Continuing their relationships since The Beat That My Heart Skipped, Audiard and cinematographer Stéphane Fontaine continue to prove themselves the finest operators of handheld cameras currently working in the cinematic arts. Despite the constant movement of the frame, the images captured are always clear and in focus. The lens is bombarded with Mediterranean sunlight, causing beautiful backlit images and stunning shadows. A dislodged, bloody tooth spinning on tarmac in slow motion carries more emotional weight than a dozen jaw-breaking fist fights. Stéphanie’s accident is shot in a frantic surge of camera movements more terrifying than the most nightmarish horror films. Later, she comes face to face with an orca – her passion and her undoing – which in a single steady shot swirls into focus from the darkness of its tank; it is an image more eye-boggling and alien than many fantasy films can even dream of conjuring.

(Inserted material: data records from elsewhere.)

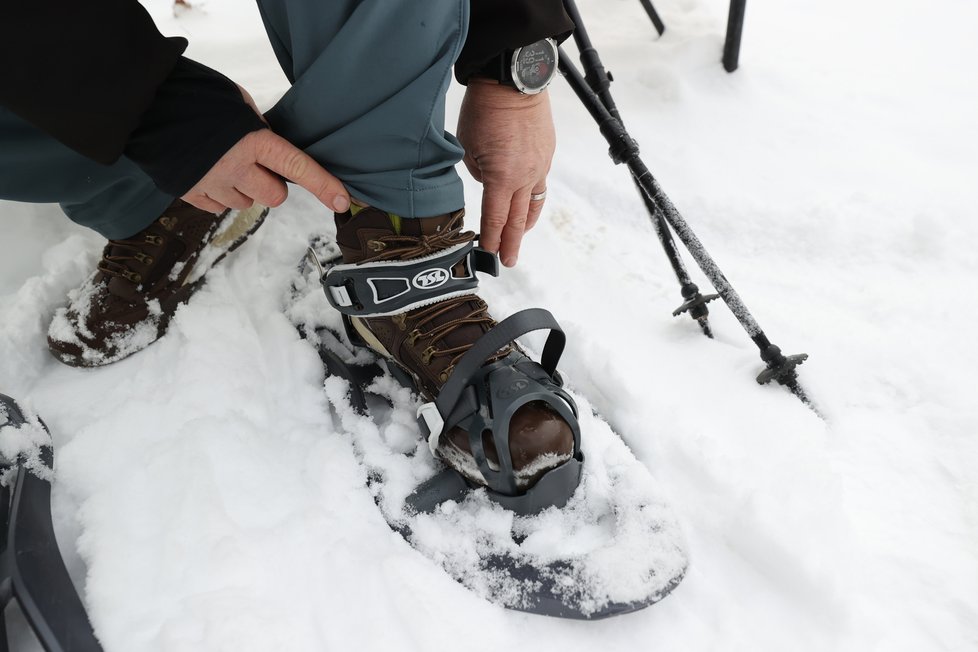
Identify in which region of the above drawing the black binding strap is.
[320,242,499,317]
[419,308,567,435]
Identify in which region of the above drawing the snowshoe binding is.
[0,394,102,652]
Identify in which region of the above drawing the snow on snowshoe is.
[286,227,687,619]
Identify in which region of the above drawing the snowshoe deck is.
[286,237,687,619]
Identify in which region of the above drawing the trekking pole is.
[564,0,719,338]
[559,49,821,417]
[724,0,747,72]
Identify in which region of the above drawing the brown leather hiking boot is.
[336,207,574,490]
[48,199,268,367]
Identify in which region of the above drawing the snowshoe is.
[286,236,687,619]
[0,394,102,652]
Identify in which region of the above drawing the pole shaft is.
[723,0,747,72]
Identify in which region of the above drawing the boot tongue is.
[335,207,463,263]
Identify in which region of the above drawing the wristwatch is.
[481,38,557,95]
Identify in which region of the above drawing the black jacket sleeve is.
[0,0,187,163]
[0,0,265,195]
[455,0,574,84]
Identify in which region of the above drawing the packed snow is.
[0,0,978,652]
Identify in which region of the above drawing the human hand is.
[181,129,350,213]
[457,78,557,267]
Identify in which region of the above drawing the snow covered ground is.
[0,0,978,652]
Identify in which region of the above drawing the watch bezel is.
[509,37,559,95]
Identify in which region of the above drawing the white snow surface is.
[0,0,978,652]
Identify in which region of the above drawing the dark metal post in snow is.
[560,47,821,416]
[564,0,719,338]
[720,0,747,72]
[632,0,666,36]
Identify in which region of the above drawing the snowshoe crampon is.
[286,236,687,619]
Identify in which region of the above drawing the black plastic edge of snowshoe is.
[0,394,102,652]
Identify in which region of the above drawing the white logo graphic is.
[414,268,450,290]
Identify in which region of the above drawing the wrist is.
[465,77,549,110]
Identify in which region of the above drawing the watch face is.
[513,39,557,93]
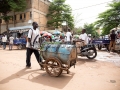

In the lead roles Schoenaerts and Cotillard exceed all expectations. Schoenaerts takes Ali, who on paper is a bad, violent person, and finds a passionate, if weakened humanity in his hulking form. Cotillard soars through a kaleidoscope of emotions; rebellious, joyous, depressed; capturing each one effortlessly through her face and voice. Aided by some impressive special effects that digitally wipe her lower legs from countless frames, Cotillard demonstrates the pride and exhausting effort of starting over after becoming disabled, as well as the embarrassment and shame that can sadly all too often accompany disability.

With an unexpected denouement that will sink hearts into stomachs around the world, Rust and Bone is a hypnotic melodrama throughout. It may not hit with the same punch as A Prophet, but its life-affirming story of overcoming the harshest obstacles makes it one of the finest dramas in recent years. Audiard has done it again.